Hutak: “De architectuur is hierin heel belangrijk, onmisbaar eigenlijk. In Noord vind je Amsterdamse school-architectuur: aan het begin van de twintigste eeuw bouwden de knapste architecten daar voor de armste bewoners. Dat was onze Nederlandse traditie, maar wat is ermee gebeurd? De laatste tijd word ik regelmatig uitgenodigd door architecten en studenten architectuur die manieren zoeken om de stad weer menselijk en betaalbaar te maken.”
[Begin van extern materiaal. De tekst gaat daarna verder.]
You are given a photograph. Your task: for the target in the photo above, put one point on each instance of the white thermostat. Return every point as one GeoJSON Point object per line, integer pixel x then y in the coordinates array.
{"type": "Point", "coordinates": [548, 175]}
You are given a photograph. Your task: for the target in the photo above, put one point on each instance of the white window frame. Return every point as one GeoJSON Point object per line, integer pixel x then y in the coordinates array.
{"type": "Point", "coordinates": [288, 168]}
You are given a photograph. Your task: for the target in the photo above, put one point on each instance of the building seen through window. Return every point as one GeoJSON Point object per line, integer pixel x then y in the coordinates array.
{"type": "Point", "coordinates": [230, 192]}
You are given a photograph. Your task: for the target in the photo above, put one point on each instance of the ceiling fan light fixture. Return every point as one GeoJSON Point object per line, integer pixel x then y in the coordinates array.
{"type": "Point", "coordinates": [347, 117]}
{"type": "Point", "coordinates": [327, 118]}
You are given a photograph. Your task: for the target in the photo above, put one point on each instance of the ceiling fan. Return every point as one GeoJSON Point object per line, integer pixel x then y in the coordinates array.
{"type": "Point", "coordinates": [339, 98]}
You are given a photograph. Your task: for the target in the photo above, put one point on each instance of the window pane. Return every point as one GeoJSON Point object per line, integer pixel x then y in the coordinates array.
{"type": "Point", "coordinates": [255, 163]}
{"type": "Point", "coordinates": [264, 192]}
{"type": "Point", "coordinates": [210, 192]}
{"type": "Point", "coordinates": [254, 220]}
Hochstenbach: “De gemiddelde woningprijzen zijn in 2020 met circa 40.000 euro gestegen. Dat betekent dat een willekeurig huis in Nederland dus meer geld heeft verdiend dan een modaal verdienende Nederlander. Ik denk dat we uiteindelijk een grootschalige decommodificering van de woningmarkt moeten nastreven. Als je het in economentaal wil zeggen: een woning is zowel een consumptiegoed als een investeringsgoed. Dat maakt het lastig. Je investeert ermee maar je consumeert het ook, want het is een plek waar je een leven opbouwt. Je zou willen dat die consumptiefunctie, die sociale waarde, aan belang wint en die investeringsfunctie minder wordt.”
Hutak: “Nederland scoort elk jaar hoog op de ranglijst van de rijkste landen ter wereld, maar in Amsterdam-Noord hebben wel tienduizend woningen lood in de waterleidingen. En daar wordt niets aan gedaan. Blijkbaar is het de moeite en het geld niet waard om te voorkomen dat kinderen hier opgroeien met gezondheidsproblemen. Je moet maar de pech hebben om in het verkeerde nest geboren te worden. Dan leef je dus korter vanwege politieke keuzes.
“Voor Amsterdam-Noord gaan bewoners die zich hebben georganiseerd, waaronder wij van Verdedig Noord en Red Amsterdam-Noord, nu een eerste versie schrijven van het meerjarenplan. Dat richt zich op wonen, onderwijs, maatschappelijk vastgoed, groen, ondernemen en infrastructuur. Het is een belangrijke stap. Mensen die lang ergens wonen en actief zijn, moeten betekenisvolle en betaalde rollen krijgen bij het maken van plannen voor herontwikkeling. Zij zijn de belangrijkste deskundigen.”
Dit artikel is gepubliceerd in Rijnboutt Magazine #13 Werk.